We live in a noisy world.

Music, television, voices and the hum of electricity tunnel into our brains and distract us from hard questions and painful circumstances.

We live in a busy world.

If I’m not in motion, I am getting ready to be.

It is tempting in my grief to try to stuff life full of noise and busyness so I can ignore the pain and emptiness of missing my son.

But there is quiet beauty in the unfilled space of my heart–the spot once brimming with the living essence of the son I love.

In the silence I can hear his voice and see his smile.

So I will guard the noiseless place that still belongs to Dominic and keep it as a treasure,  a comfort, and a tribute to him until we are together again.

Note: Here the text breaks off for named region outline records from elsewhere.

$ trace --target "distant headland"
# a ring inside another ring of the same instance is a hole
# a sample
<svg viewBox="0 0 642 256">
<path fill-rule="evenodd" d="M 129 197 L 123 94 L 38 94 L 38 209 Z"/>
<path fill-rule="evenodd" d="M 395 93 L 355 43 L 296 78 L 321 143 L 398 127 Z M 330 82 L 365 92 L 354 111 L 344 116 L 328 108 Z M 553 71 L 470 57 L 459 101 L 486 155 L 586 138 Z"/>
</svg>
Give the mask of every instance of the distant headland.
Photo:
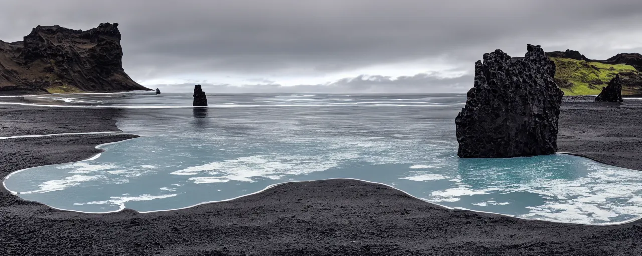
<svg viewBox="0 0 642 256">
<path fill-rule="evenodd" d="M 555 84 L 564 96 L 598 95 L 618 74 L 623 95 L 642 95 L 642 54 L 622 53 L 607 60 L 593 60 L 566 50 L 546 56 L 555 63 Z"/>
<path fill-rule="evenodd" d="M 0 94 L 151 90 L 123 69 L 118 24 L 85 31 L 39 26 L 22 42 L 0 41 Z"/>
</svg>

There is nothing that can replace the absence of someone dear to us, and one should not even attempt to do so. One must simply hold out and endure it. At first that sounds very hard, but at the same time it is also a great comfort. For to the extent the emptiness truly remains unfilled one remains connected to the other person through it. It is wrong to say that God fills the emptiness. God in no way fills it but much more leaves it precisely unfilled and thus helps us preserve — even in pain — the authentic relationship. Further more, the more beautiful and full the remembrances, the more difficult the separation. But gratitude transforms the torment of memory into silent joy. One bears what was lovely in the past not as a thorn but as a precious gift deep within, a hidden treasure of which one can always be certain.